1

I have received multiple fastq.gz files from Illumina Sequencing for 100 samples. But all the fastq.gz files for the respective samples are in separate folders according to the sample ID. Moreover, I have multiple (8-16) R1.fastq.gz and R2.fastq.gz files for one sample. So, I used the following code for concatenating all the R1.fastq.gz and R2.fastq.gz into a single R1.fastq.gz and R2.fastq.gz.

cat V350043117_L04_some_digits-525_1.fq.gz V350043117_L04_some_digits-525_1.fq.gz V350043117_L04_some_digits-525_1.fq.gz > sample_R1.fq.gz

So in the sequencing file, the structure is like the above in the code. For each sample, the string with V has different number then L with different number and then another string of digits before the _1 and _2. For each sample, the numbers keep changing.
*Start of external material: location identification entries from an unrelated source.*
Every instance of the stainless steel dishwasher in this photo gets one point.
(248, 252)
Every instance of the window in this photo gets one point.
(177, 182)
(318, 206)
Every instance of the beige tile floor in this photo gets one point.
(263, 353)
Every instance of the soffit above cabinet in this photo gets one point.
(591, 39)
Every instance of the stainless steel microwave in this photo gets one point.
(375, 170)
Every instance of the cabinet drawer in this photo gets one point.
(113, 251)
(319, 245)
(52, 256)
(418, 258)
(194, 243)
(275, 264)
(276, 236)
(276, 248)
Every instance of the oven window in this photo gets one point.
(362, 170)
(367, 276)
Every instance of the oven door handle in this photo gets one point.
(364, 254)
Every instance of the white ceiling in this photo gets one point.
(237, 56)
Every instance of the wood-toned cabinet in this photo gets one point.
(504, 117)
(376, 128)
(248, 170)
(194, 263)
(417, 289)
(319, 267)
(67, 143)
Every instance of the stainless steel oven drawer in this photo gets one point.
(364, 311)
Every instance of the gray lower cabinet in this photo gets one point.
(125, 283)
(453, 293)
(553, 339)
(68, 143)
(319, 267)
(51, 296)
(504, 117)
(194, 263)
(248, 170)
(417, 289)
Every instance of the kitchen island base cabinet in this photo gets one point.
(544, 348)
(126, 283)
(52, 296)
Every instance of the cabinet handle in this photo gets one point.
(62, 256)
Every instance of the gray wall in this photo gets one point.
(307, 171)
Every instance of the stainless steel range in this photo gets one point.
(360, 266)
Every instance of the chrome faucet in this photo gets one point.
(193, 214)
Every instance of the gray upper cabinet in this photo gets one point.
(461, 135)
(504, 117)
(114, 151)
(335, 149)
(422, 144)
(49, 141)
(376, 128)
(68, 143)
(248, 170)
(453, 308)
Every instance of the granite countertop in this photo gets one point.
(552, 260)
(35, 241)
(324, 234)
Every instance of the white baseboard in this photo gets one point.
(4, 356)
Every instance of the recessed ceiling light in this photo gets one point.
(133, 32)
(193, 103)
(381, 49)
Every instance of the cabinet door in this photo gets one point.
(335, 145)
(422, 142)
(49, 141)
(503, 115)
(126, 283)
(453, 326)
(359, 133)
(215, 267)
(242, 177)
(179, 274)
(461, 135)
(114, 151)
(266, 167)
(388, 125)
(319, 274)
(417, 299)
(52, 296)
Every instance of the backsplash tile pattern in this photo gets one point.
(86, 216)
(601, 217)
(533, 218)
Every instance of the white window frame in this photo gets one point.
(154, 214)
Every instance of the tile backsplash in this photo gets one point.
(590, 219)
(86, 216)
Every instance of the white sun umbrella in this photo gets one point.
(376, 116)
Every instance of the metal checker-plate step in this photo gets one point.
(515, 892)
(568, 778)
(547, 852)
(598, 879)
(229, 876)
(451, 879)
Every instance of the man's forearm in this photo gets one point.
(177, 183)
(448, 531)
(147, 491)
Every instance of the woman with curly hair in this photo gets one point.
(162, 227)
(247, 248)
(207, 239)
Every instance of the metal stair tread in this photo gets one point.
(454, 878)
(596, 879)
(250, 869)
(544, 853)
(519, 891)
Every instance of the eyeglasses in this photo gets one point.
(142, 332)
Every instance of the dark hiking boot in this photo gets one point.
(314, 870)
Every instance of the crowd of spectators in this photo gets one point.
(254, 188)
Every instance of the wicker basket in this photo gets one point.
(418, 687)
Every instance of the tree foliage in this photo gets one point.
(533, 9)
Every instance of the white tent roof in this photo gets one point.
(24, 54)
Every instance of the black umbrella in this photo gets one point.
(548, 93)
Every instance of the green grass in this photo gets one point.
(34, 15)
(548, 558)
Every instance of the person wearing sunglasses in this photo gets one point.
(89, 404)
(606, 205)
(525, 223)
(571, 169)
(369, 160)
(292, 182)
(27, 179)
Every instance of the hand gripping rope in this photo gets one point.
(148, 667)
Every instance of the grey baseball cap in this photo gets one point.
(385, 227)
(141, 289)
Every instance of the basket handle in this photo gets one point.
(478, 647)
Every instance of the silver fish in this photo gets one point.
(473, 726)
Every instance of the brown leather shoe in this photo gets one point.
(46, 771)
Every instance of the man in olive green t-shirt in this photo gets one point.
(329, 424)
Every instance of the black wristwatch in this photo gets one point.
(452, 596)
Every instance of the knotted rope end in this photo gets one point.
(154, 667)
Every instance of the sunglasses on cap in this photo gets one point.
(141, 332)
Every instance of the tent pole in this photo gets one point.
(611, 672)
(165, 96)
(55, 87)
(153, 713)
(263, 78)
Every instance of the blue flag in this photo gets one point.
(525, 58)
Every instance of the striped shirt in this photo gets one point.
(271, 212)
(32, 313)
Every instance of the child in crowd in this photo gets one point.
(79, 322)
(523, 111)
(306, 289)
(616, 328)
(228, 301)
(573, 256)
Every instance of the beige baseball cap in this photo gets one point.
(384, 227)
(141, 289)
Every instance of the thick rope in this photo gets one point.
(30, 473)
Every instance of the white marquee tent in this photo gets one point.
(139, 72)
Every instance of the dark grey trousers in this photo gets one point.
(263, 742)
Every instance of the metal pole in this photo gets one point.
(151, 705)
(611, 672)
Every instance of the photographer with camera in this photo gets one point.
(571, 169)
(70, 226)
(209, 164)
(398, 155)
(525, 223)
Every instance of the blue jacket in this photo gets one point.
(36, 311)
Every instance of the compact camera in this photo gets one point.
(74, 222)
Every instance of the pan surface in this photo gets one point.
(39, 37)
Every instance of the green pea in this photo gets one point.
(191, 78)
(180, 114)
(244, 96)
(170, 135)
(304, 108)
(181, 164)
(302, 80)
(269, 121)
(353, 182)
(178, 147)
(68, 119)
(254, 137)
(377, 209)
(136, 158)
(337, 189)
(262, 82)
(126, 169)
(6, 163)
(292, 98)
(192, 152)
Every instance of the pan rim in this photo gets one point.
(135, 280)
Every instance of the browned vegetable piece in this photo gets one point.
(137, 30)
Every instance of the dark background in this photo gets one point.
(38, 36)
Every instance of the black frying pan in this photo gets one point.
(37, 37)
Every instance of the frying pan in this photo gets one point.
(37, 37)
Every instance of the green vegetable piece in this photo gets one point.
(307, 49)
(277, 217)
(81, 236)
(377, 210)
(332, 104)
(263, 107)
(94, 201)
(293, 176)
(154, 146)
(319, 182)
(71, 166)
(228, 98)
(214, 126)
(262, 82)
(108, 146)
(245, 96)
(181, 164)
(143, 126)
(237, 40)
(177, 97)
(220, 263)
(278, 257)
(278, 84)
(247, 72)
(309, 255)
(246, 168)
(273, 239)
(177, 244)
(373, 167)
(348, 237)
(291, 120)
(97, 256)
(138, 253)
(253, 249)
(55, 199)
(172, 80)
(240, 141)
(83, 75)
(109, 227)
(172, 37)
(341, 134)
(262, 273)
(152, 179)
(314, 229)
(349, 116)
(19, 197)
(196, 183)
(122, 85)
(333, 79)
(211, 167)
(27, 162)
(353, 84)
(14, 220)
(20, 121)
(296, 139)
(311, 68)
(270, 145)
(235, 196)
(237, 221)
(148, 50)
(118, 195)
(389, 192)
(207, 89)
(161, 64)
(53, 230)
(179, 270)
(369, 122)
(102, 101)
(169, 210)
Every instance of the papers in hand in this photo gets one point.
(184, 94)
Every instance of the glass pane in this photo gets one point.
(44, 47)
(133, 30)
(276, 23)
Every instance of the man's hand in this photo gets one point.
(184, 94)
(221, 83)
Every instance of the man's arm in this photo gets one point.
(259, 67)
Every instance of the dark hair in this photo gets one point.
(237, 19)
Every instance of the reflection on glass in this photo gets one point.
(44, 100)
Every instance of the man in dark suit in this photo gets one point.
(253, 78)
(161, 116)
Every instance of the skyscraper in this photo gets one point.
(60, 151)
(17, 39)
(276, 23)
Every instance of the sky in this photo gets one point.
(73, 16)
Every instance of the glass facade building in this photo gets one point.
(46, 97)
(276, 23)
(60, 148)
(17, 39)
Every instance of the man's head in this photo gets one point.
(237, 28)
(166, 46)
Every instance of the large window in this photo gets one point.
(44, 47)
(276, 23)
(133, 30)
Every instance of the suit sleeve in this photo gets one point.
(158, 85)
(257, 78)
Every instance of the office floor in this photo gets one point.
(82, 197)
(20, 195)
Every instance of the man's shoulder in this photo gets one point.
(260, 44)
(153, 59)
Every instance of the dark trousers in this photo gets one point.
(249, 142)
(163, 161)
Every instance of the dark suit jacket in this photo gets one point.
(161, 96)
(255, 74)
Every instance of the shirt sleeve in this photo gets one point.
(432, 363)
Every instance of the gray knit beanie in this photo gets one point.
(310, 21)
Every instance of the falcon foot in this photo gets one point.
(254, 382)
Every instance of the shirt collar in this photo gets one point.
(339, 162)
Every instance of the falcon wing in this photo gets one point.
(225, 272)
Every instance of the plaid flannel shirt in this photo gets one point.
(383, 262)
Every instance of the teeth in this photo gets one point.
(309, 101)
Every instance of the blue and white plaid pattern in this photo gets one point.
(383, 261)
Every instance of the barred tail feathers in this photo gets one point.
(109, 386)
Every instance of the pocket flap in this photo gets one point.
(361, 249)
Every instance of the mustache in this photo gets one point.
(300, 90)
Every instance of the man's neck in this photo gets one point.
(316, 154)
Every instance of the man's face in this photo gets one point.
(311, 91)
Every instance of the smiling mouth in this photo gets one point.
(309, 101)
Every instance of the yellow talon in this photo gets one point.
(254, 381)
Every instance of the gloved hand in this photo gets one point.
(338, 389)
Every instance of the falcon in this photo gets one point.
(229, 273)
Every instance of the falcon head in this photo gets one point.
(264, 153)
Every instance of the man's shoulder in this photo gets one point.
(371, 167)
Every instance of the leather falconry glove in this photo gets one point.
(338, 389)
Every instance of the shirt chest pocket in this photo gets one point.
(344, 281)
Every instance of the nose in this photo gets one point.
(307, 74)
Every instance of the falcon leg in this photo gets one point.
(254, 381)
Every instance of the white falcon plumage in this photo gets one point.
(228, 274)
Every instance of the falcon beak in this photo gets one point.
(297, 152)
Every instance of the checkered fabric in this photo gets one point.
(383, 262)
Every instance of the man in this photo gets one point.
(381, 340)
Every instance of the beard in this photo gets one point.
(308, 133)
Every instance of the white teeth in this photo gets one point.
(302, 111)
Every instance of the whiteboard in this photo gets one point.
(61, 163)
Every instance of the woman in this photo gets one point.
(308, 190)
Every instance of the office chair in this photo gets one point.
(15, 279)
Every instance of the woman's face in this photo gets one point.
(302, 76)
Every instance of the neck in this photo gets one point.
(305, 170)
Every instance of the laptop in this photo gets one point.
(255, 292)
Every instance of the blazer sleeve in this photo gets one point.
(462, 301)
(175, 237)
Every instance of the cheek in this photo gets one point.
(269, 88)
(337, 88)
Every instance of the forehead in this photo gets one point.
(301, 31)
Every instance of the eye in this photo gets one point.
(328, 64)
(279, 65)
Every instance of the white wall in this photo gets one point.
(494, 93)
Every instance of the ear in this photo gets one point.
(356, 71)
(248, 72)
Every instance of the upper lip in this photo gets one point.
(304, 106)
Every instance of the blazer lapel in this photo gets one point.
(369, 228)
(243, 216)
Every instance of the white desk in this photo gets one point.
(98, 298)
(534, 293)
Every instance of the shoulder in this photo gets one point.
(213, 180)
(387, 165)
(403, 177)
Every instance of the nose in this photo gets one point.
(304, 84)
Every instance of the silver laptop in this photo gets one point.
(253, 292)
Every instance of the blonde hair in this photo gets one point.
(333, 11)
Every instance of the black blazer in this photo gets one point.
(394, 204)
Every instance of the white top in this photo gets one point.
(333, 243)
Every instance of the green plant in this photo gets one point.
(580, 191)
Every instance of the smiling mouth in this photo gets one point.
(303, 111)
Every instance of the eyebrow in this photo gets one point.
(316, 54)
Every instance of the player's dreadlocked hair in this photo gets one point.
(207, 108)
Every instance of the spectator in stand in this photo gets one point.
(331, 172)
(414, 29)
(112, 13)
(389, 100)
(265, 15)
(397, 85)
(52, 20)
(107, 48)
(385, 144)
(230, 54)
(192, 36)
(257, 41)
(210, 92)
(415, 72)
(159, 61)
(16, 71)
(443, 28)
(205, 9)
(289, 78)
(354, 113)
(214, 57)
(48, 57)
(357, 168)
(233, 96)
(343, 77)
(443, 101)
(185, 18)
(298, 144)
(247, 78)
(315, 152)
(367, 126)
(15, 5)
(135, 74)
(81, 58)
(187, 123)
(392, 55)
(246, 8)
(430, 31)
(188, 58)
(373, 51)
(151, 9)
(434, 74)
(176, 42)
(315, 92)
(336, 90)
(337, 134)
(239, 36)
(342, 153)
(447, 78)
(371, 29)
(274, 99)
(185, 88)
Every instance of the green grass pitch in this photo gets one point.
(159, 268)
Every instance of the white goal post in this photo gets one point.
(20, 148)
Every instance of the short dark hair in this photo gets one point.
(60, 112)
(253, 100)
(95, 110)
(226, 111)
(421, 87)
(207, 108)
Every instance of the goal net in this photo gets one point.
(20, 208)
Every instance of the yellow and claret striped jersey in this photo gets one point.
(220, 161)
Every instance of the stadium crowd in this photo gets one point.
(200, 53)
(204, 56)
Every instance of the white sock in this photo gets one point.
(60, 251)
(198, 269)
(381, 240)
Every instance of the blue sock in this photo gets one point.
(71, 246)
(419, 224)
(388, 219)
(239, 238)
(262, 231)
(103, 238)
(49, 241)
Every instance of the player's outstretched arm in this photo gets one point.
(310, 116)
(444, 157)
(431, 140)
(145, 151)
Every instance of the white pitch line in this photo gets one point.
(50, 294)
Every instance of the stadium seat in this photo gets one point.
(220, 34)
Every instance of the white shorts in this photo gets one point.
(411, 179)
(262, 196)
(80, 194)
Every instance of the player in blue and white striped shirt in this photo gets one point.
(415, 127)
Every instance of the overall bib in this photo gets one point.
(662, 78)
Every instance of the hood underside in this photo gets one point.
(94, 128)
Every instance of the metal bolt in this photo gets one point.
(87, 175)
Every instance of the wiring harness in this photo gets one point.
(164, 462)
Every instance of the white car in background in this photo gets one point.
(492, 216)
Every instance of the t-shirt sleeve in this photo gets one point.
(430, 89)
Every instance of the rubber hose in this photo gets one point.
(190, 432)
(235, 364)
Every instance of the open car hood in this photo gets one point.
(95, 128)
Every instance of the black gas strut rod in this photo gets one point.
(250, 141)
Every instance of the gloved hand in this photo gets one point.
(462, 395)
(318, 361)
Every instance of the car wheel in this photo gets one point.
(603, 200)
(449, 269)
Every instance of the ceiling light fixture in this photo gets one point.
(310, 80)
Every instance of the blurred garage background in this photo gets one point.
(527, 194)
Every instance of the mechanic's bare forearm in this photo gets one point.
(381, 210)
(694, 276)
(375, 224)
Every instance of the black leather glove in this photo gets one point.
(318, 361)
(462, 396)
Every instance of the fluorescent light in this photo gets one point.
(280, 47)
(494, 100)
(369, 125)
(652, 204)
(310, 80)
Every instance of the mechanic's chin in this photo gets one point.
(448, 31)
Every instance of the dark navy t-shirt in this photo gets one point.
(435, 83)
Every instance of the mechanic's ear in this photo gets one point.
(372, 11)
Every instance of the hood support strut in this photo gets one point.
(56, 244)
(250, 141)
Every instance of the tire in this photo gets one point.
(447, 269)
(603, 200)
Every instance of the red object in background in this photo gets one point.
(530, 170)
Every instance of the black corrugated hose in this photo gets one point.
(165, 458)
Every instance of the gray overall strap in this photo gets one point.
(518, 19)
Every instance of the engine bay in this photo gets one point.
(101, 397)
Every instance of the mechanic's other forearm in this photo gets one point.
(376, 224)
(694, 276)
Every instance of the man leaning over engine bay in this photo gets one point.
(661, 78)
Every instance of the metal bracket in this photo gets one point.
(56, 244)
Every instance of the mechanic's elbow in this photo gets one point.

My questing is, how can I create a loop that will go over all the folders at once taking the different file numbering of sequence files into consideration for concatenating the multiple fq.gz files and combine them into a single R1 and R2 file? Surely, I cannot just concatenate one by one by going into each sample folder.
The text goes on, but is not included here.